Orgulho e preconceito. Por seus personagens e o humor delicioso. Mas preciso mencionar Persuasão, uma pequena jóia, publicada postumamente, que ficou pronta mas faltou lapidar, como Jane certamente teria feito.

6. b) E sua personagem preferida?
Elizabeth Bennet e o senhor Darcy… confesso também meu fraco por Henry Crawford e pelo queridíssimo senhor Collins.

* Acredito que ela quis dizer inglesa

Janeite: Marina Nunes

Janeite: Marina NunesNome: Marina Nunes

Colaboradora do Jane Austen Portugal

Cidade: Porto

Hobbies: O meu hobbie é a leitura e o cinema, coisas que com o nascimento do meu filho começaram a ter direito a menos tempo dedicação…

Marina, qual sua opinião sobre Sensibilidade e Bom Senso e sobre Orgulho e Preconceito?

A minha opinião sobre Sensibilidade e Bom Senso e Orgulho e Preconceito é muito diferente.

Conheci Orgulho e Preconceito através da serie da BBC. Comecei a ver por acaso e fiquei “apaixonada”. Colin Firth é para mim o Mr Darcy… Quando descobri que existia um livro exactamente com o mesmo titulo em que a serie era baseada pensei que tinha de o ler… Consegui que a mãe de uma colega da faculdade me emprestasse o livro e ADOREI… O livro é ainda melhor que a serie porque no livro conseguimos estar “dentro” dos personagens e “ler por dentro” o amor de Darcy e de Lizzy fascinou-me…

Sensibilidade e Bom Senso, o filme com Hugh Grant, foi o que vi a seguir.
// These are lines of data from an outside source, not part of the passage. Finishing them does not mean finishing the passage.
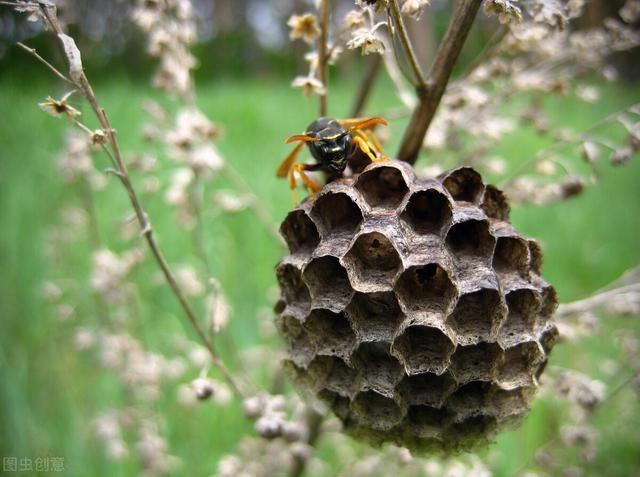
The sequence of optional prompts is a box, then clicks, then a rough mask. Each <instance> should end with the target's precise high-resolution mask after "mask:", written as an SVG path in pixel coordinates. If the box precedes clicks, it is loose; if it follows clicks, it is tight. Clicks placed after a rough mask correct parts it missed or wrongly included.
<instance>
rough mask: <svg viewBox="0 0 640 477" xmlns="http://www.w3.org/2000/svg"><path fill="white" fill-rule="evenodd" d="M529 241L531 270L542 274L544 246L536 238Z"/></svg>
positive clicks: (528, 241) (529, 250)
mask: <svg viewBox="0 0 640 477" xmlns="http://www.w3.org/2000/svg"><path fill="white" fill-rule="evenodd" d="M527 242H529V267H531V271H533V272H535V273H537V274H538V275H540V272H541V270H542V248H541V247H540V244H539V243H538V242H537V241H536V240H533V239H529V240H527Z"/></svg>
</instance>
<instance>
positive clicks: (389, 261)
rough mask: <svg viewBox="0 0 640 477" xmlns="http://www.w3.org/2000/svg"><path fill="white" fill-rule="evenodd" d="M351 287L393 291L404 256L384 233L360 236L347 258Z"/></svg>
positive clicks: (344, 262) (345, 258) (374, 232)
mask: <svg viewBox="0 0 640 477" xmlns="http://www.w3.org/2000/svg"><path fill="white" fill-rule="evenodd" d="M344 264H345V267H346V268H347V272H349V277H350V278H351V283H352V285H353V287H354V288H355V289H356V290H358V291H376V290H379V289H384V288H390V287H391V284H392V282H393V279H394V278H395V276H396V275H397V273H398V271H399V270H400V266H401V265H402V262H401V261H400V255H399V254H398V252H397V250H396V249H395V247H394V246H393V244H392V243H391V242H390V241H389V239H388V238H387V237H385V236H384V235H383V234H381V233H380V232H370V233H366V234H362V235H360V236H359V237H358V238H357V240H356V241H355V243H354V244H353V246H352V247H351V249H350V250H349V251H348V252H347V254H346V255H345V257H344Z"/></svg>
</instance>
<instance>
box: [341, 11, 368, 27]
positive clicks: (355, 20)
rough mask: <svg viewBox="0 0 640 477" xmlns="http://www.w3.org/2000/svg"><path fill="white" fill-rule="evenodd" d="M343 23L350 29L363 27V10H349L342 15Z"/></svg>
mask: <svg viewBox="0 0 640 477" xmlns="http://www.w3.org/2000/svg"><path fill="white" fill-rule="evenodd" d="M344 24H345V25H346V27H347V28H348V29H350V30H354V29H359V28H363V27H364V26H365V19H364V12H363V11H362V10H350V11H349V12H347V14H346V15H345V16H344Z"/></svg>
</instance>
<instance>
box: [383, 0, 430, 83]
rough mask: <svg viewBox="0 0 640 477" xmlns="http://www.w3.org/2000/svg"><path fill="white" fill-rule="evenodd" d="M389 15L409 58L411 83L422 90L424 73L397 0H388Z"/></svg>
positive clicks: (424, 78)
mask: <svg viewBox="0 0 640 477" xmlns="http://www.w3.org/2000/svg"><path fill="white" fill-rule="evenodd" d="M389 15H390V16H391V18H392V20H393V25H394V26H395V28H396V29H397V31H398V36H399V37H400V43H401V44H402V48H403V49H404V51H405V54H406V55H407V58H408V59H409V64H410V65H411V69H412V70H413V74H414V76H415V81H414V82H413V81H412V83H413V84H414V86H415V87H416V89H417V90H418V91H421V90H424V89H425V88H426V87H427V81H426V79H425V77H424V73H423V72H422V68H421V67H420V63H419V62H418V58H417V57H416V53H415V51H414V50H413V45H412V44H411V40H410V39H409V34H408V33H407V29H406V27H405V26H404V20H403V19H402V13H401V12H400V7H399V6H398V0H390V2H389Z"/></svg>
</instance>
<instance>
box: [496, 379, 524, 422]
mask: <svg viewBox="0 0 640 477" xmlns="http://www.w3.org/2000/svg"><path fill="white" fill-rule="evenodd" d="M533 393H534V388H516V389H511V390H505V389H500V388H499V387H498V386H492V388H491V391H490V397H489V402H490V404H491V410H492V412H491V413H492V414H493V415H494V416H495V417H497V418H498V419H500V420H501V421H502V420H504V419H507V418H512V417H518V416H523V415H524V414H525V413H526V412H527V411H528V410H529V401H530V399H531V397H532V395H533ZM510 422H512V423H515V422H513V421H512V420H511V419H510Z"/></svg>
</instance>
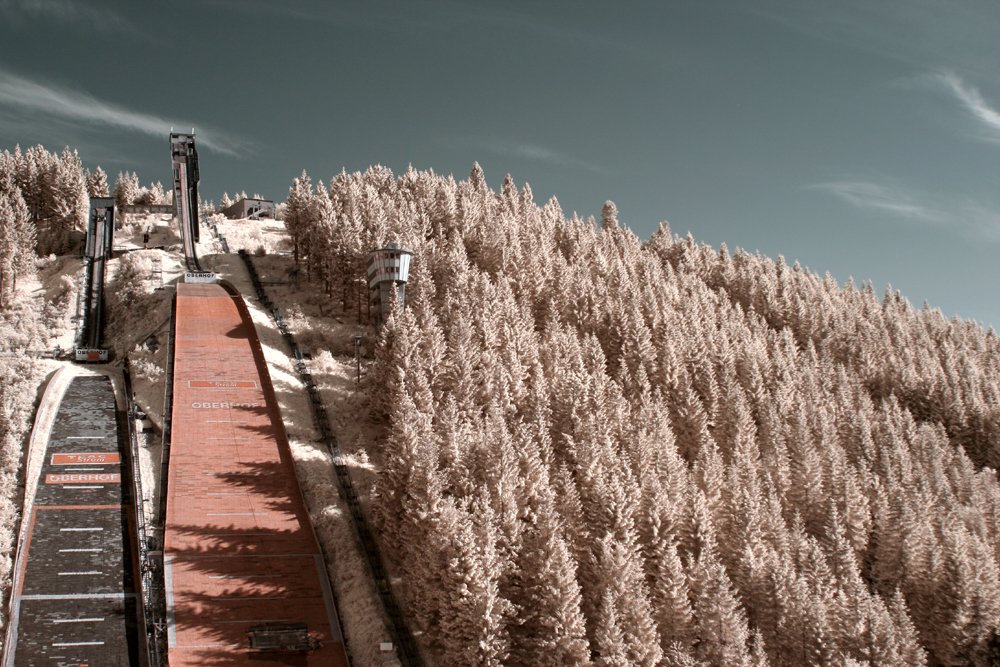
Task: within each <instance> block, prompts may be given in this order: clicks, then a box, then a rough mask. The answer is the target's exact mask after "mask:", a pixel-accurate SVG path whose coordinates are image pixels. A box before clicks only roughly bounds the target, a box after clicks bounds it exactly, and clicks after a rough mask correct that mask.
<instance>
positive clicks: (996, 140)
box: [899, 70, 1000, 143]
mask: <svg viewBox="0 0 1000 667" xmlns="http://www.w3.org/2000/svg"><path fill="white" fill-rule="evenodd" d="M899 83H900V85H902V86H923V87H928V88H931V89H938V90H942V91H944V92H946V93H948V94H949V95H951V96H952V97H954V98H955V99H956V100H958V102H959V104H961V105H962V107H963V108H964V109H965V111H966V112H967V113H968V114H969V116H971V117H972V119H973V120H975V121H976V122H977V125H978V129H979V131H978V132H977V136H978V138H980V139H984V140H986V141H990V142H993V143H1000V111H997V110H996V109H994V108H993V107H991V106H990V105H989V103H988V102H987V101H986V100H985V99H984V98H983V95H982V93H980V92H979V89H978V88H976V87H975V86H972V85H970V84H968V83H966V82H965V81H964V80H963V79H962V77H960V76H959V75H958V74H956V73H955V72H952V71H951V70H939V71H936V72H931V73H928V74H924V75H922V76H918V77H916V78H914V79H907V80H904V81H902V82H899Z"/></svg>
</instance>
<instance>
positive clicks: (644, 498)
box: [286, 165, 1000, 667]
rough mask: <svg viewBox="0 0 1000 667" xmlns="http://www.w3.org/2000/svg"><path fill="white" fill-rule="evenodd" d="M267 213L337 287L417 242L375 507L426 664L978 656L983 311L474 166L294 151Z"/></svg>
mask: <svg viewBox="0 0 1000 667" xmlns="http://www.w3.org/2000/svg"><path fill="white" fill-rule="evenodd" d="M286 226H287V229H288V231H289V233H290V235H291V237H292V241H293V243H294V247H295V253H296V258H297V259H299V260H301V261H303V262H305V263H306V265H307V266H308V267H309V270H310V273H311V274H312V276H313V277H314V278H315V279H317V280H319V281H321V283H322V284H323V286H324V289H325V290H326V292H327V293H328V294H330V295H331V296H333V297H335V298H337V299H338V300H340V301H341V302H342V305H343V306H344V308H345V309H346V310H351V309H352V308H353V307H354V304H355V302H356V301H358V300H359V299H363V298H365V289H366V288H365V286H364V280H365V272H364V256H365V253H366V251H368V250H370V249H372V248H374V247H380V246H382V245H383V244H384V243H386V242H388V241H397V242H400V243H401V244H403V245H404V246H406V247H408V248H410V249H412V250H414V252H415V256H414V259H413V266H412V268H411V271H410V281H409V283H408V285H407V307H406V309H405V310H402V311H400V310H399V309H398V308H396V310H395V311H394V314H393V315H392V316H391V317H390V318H389V320H388V322H387V324H386V325H385V327H384V329H383V331H382V333H381V335H380V338H379V346H378V350H377V354H376V361H375V364H374V368H373V369H372V370H371V372H370V375H369V378H368V387H369V390H370V391H371V393H372V399H373V405H374V406H375V412H376V416H377V417H380V418H385V419H386V420H387V429H388V432H389V437H388V439H387V442H386V443H385V446H384V451H383V452H382V458H383V463H382V468H381V470H380V472H379V476H378V482H377V488H376V490H375V492H374V494H373V499H372V504H373V512H374V515H375V518H376V521H377V524H378V526H379V529H380V532H381V540H382V544H383V547H384V549H385V552H386V553H387V554H389V555H390V557H391V558H392V560H393V561H394V562H395V564H396V567H397V570H398V571H399V572H400V573H401V574H402V575H403V579H404V588H405V591H404V595H405V599H406V601H407V605H408V608H409V611H410V613H411V615H412V617H413V619H414V620H415V622H416V624H417V625H418V627H419V629H420V630H422V631H423V633H424V634H423V636H425V637H427V638H428V643H429V650H431V651H433V652H434V653H435V654H436V655H437V656H439V657H440V660H441V662H442V663H443V664H449V665H589V664H594V665H602V666H603V665H608V666H611V665H615V666H618V665H643V666H649V667H652V666H653V665H670V666H682V665H683V666H688V665H717V666H719V667H722V666H724V665H725V666H729V665H766V664H769V665H772V666H775V667H777V666H786V665H787V666H789V667H791V666H792V665H796V666H797V665H838V666H845V667H846V666H858V665H934V666H936V665H956V664H971V665H989V664H997V660H998V659H1000V652H998V648H1000V642H998V634H997V627H998V624H1000V574H998V573H1000V570H998V566H997V563H998V560H1000V485H998V482H997V475H996V466H997V464H998V462H1000V448H998V445H1000V431H998V428H1000V426H998V424H1000V341H998V339H997V336H996V334H995V333H994V332H993V331H992V329H991V330H989V331H984V330H983V328H982V327H981V326H979V325H978V324H976V323H974V322H967V321H963V320H960V319H948V318H946V317H944V316H943V315H942V314H941V313H940V311H938V310H933V309H930V308H927V307H925V308H923V309H914V308H913V307H912V306H911V305H910V304H909V303H908V302H907V301H906V299H905V298H903V297H902V296H901V295H900V294H899V293H896V292H893V291H892V290H891V288H888V289H886V291H885V293H884V295H882V296H881V298H880V297H879V295H878V294H877V293H876V292H875V290H874V289H873V287H872V286H871V285H870V284H864V285H861V286H857V285H855V284H854V283H853V282H848V284H847V285H845V286H843V287H841V286H840V285H838V284H837V282H836V281H834V280H833V279H832V278H830V277H829V276H826V277H821V276H819V275H817V274H815V273H812V272H809V271H807V270H805V269H803V268H802V267H800V266H799V265H798V264H795V265H793V266H789V265H788V264H787V263H786V262H785V261H784V259H783V258H781V257H779V258H778V259H777V260H776V261H775V260H771V259H769V258H767V257H764V256H761V255H760V254H750V253H747V252H745V251H742V250H737V251H736V252H735V253H730V252H729V251H728V249H727V248H726V247H725V246H723V247H721V248H719V249H714V248H711V247H709V246H707V245H704V244H699V243H697V242H695V240H694V239H693V238H692V237H691V236H690V234H689V235H688V236H687V237H686V238H682V237H679V236H677V235H674V234H672V233H671V231H670V229H669V226H668V225H667V224H666V223H663V224H662V225H661V226H660V229H659V231H657V232H656V233H655V234H654V235H653V236H652V237H651V238H650V239H649V240H648V241H646V242H645V243H644V242H642V241H640V240H639V239H638V238H637V237H636V236H635V235H634V234H633V233H632V232H631V231H629V230H628V229H627V228H625V227H623V226H622V225H621V224H620V223H619V221H618V213H617V210H616V207H615V206H614V204H613V203H611V202H608V203H607V204H606V205H605V207H604V209H603V211H602V215H601V219H600V221H599V222H598V221H595V220H593V219H588V220H584V219H581V218H580V217H579V216H577V215H576V214H574V215H572V216H570V217H568V218H567V217H566V216H565V215H564V214H563V211H562V210H561V208H560V206H559V203H558V201H557V200H556V199H555V198H552V199H550V200H549V201H548V202H546V203H545V204H544V205H538V204H536V203H535V202H534V200H533V195H532V192H531V189H530V187H529V186H528V185H527V184H525V185H524V186H523V187H521V188H518V187H517V186H516V185H515V183H514V181H513V179H511V178H510V177H509V176H508V177H507V178H506V179H505V180H504V182H503V185H502V187H501V189H500V191H499V192H495V191H493V190H492V189H490V188H489V187H488V186H487V185H486V181H485V177H484V175H483V172H482V170H481V169H480V168H479V166H478V165H476V166H475V168H474V169H473V171H472V173H471V175H470V177H469V179H468V180H466V181H461V182H457V181H456V180H455V179H454V178H452V177H442V176H439V175H436V174H434V173H433V172H418V171H414V170H412V169H410V170H408V171H407V172H406V173H404V174H402V175H401V176H399V177H398V178H397V177H396V176H394V175H393V174H392V173H391V172H390V171H389V170H388V169H385V168H382V167H373V168H370V169H369V170H367V171H366V172H364V173H353V174H348V173H346V172H341V173H340V174H338V175H336V176H334V177H333V178H332V179H330V181H329V182H328V183H327V184H326V185H324V184H323V183H322V182H320V183H318V184H317V185H316V186H315V187H313V185H312V183H311V179H310V178H309V177H308V176H307V175H306V174H305V173H303V174H302V176H301V177H298V178H296V179H295V180H294V181H293V182H292V185H291V188H290V191H289V198H288V203H287V210H286Z"/></svg>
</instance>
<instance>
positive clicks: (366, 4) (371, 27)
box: [202, 0, 663, 59]
mask: <svg viewBox="0 0 1000 667" xmlns="http://www.w3.org/2000/svg"><path fill="white" fill-rule="evenodd" d="M202 2H209V3H211V4H214V5H218V6H223V7H226V8H227V9H228V10H231V11H238V12H242V13H244V14H251V15H254V16H274V17H279V18H284V19H290V20H296V21H304V22H308V23H317V22H318V23H326V24H328V25H333V26H336V27H340V28H344V29H348V30H358V29H362V30H373V31H384V32H394V33H399V34H405V35H408V36H414V35H417V36H420V35H423V36H425V37H428V38H430V39H437V38H438V37H439V36H440V35H442V34H446V35H449V36H452V37H453V36H454V35H456V34H469V33H470V32H474V31H477V30H478V31H481V32H479V33H477V34H482V32H486V33H489V32H491V31H492V32H496V33H497V34H504V35H508V36H509V35H510V34H512V31H515V32H520V33H525V34H534V35H535V36H536V37H537V38H540V39H542V40H545V41H546V42H548V41H557V42H559V43H561V44H564V45H567V46H570V47H573V48H582V49H599V50H601V51H603V52H604V53H611V54H618V55H621V56H625V57H633V58H644V59H662V58H663V55H662V53H661V52H660V50H659V49H658V48H649V47H648V46H643V45H641V44H639V43H637V42H636V41H635V40H634V39H633V40H629V39H623V38H619V37H616V36H615V35H614V34H613V33H612V31H610V30H609V29H608V27H607V26H604V30H600V31H598V30H589V29H585V28H582V27H580V26H579V25H573V23H572V22H571V21H569V20H567V19H568V18H569V17H570V16H571V15H565V14H564V15H562V17H561V18H562V19H563V20H553V19H551V18H546V17H544V16H542V15H540V13H539V12H534V13H529V12H525V11H515V10H513V9H511V8H510V7H508V6H505V5H502V4H499V3H495V2H483V1H480V2H475V1H473V0H408V2H405V3H400V2H396V1H395V0H382V1H380V2H374V1H373V2H368V3H366V4H365V5H364V7H363V8H362V9H354V8H351V7H343V6H339V5H337V6H334V5H331V4H330V3H329V2H325V1H323V0H286V1H284V2H273V1H271V0H202Z"/></svg>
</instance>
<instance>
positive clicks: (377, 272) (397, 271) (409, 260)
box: [368, 243, 413, 329]
mask: <svg viewBox="0 0 1000 667" xmlns="http://www.w3.org/2000/svg"><path fill="white" fill-rule="evenodd" d="M412 256H413V251H412V250H406V249H405V248H400V247H399V244H398V243H389V244H387V245H386V246H385V247H384V248H379V249H378V250H372V251H371V252H370V253H368V309H369V310H368V312H369V314H372V313H374V315H375V327H376V329H381V328H382V324H383V323H384V322H385V318H386V317H388V316H389V310H388V308H389V300H390V295H391V294H392V292H391V291H390V290H392V287H393V285H395V286H396V290H397V294H398V295H399V305H400V307H402V306H403V305H404V303H405V298H406V278H407V276H408V275H409V273H410V258H411V257H412Z"/></svg>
Sem ler a obra e com alta expectativa… mas admito que fiquei desiludida. Se O&P me “apaixonou” desde a primeira vez, Sensibilidade e Bom senso não. Achei Elinor e o seu amado demasiado racionais, demasiado conformados com a vida e achei Marianne demasiado apaixonada, demasiado romântica. Sensibilidade e Bom senso com a sua “racionalidade” em todas as relações e na maioria das relações entre os personagens (com excepção de Marianne, talvez) torna-se demasiado “sem emoção”. Mesmo a emoção de Elinor quando descobre que poderá viver o seu amor não consegue trazer para a historia o sentimento que Orgulho e Preconceito me traz.

Em Orgulho e Preconceito o amor de Darcy por Lizzy, o modo como esse amor o conduz para a conquista da amada, a forma como acaba por se fazer notar perante ela e entrar no seu coração, como luta contra todas as adversidades que aparecem no caminho desse seu amor faz-nos vibrar com ele e sorrir quando o seu amor vence.